August 20, 2014

F R E E D O M

I don’t know where you are on your journey. Have you just started? Are you pregnant? Have you been hoping and trying for a tiny person for years? 

I know I’ve talked about this so much already but there is so much to say for letting go, for breathing and for letting yourself be free. And I know it’s the hardest thing to do. There are so many books and so many blogs and people to see and medication to take or acupuncture to do. There is so much of it all.
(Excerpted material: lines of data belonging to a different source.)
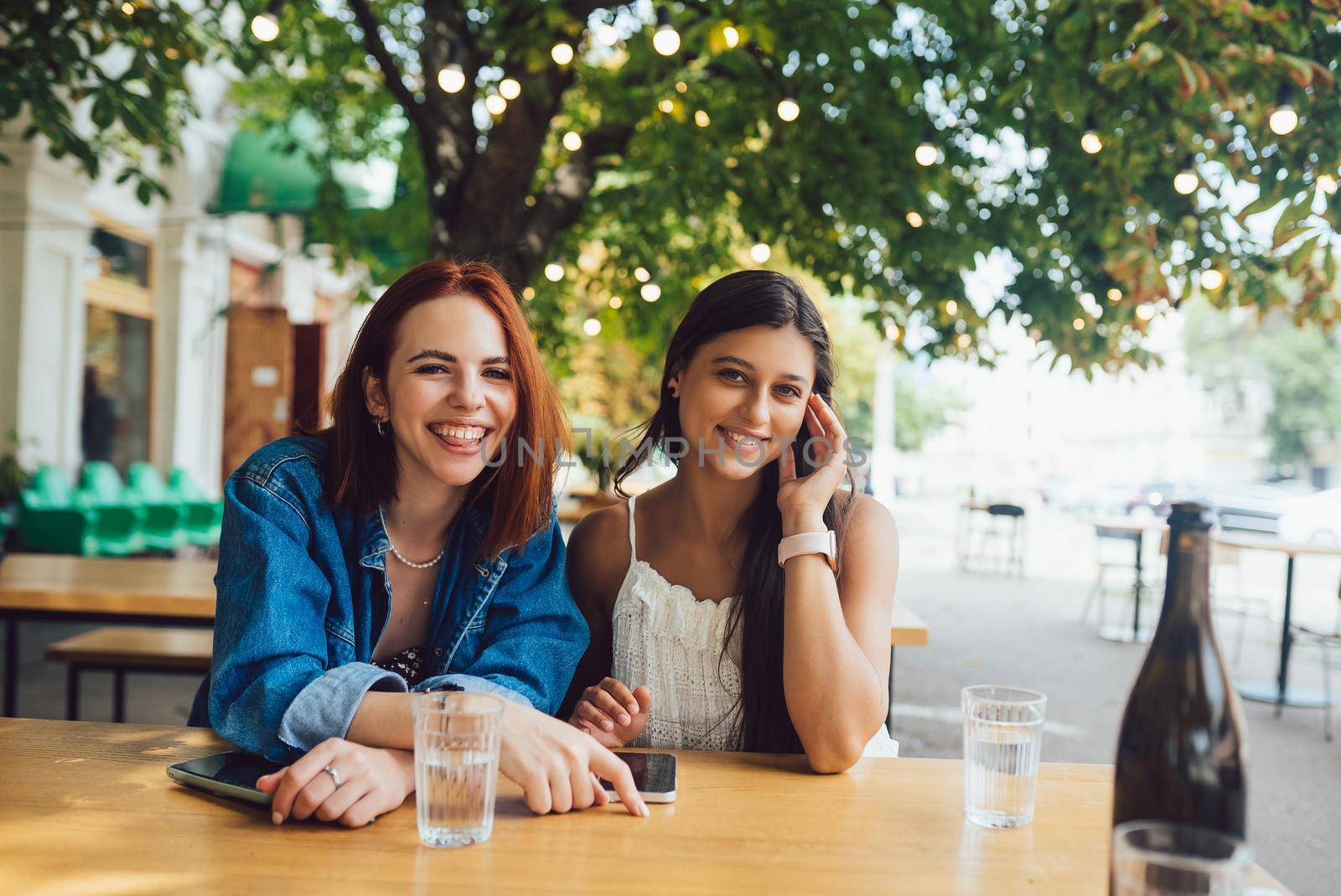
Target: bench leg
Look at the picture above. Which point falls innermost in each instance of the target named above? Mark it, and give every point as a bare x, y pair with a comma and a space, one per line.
73, 692
11, 667
118, 697
889, 719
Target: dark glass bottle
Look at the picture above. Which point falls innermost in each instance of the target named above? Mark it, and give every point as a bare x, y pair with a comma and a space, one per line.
1180, 753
And some days you just feel like letting it all go and praying for a miracle. A miracle that even though you know you’re not ovulating, that maybe somehow you could just magically get pregnant. Can’t the universe just make that happen just this once?

I have been blown away with the amount of wonderful stories I have heard lately of beautiful mamas to be who found out they were pregnant exactly at the point in their journey when they decided to take a rest. (Whether it was something like carving out time for themselves to meditate every single day, or stopping a fertility medication they had been on for months). 

There is always going to be proof somewhere that our bodies love it when we let it all go. 

Letting ourselves be free of the frustration even if it’s just for one day. Finding the space to put the book down, to stop thinking, to quiet our head and just let whatever is going to happen, happen. 

The pursuit of the dream is important but remembering that the chasing of it isn’t a direct road. It is winding and difficult and dark sometimes.

But there is a crack in everything – that’s how the light gets in.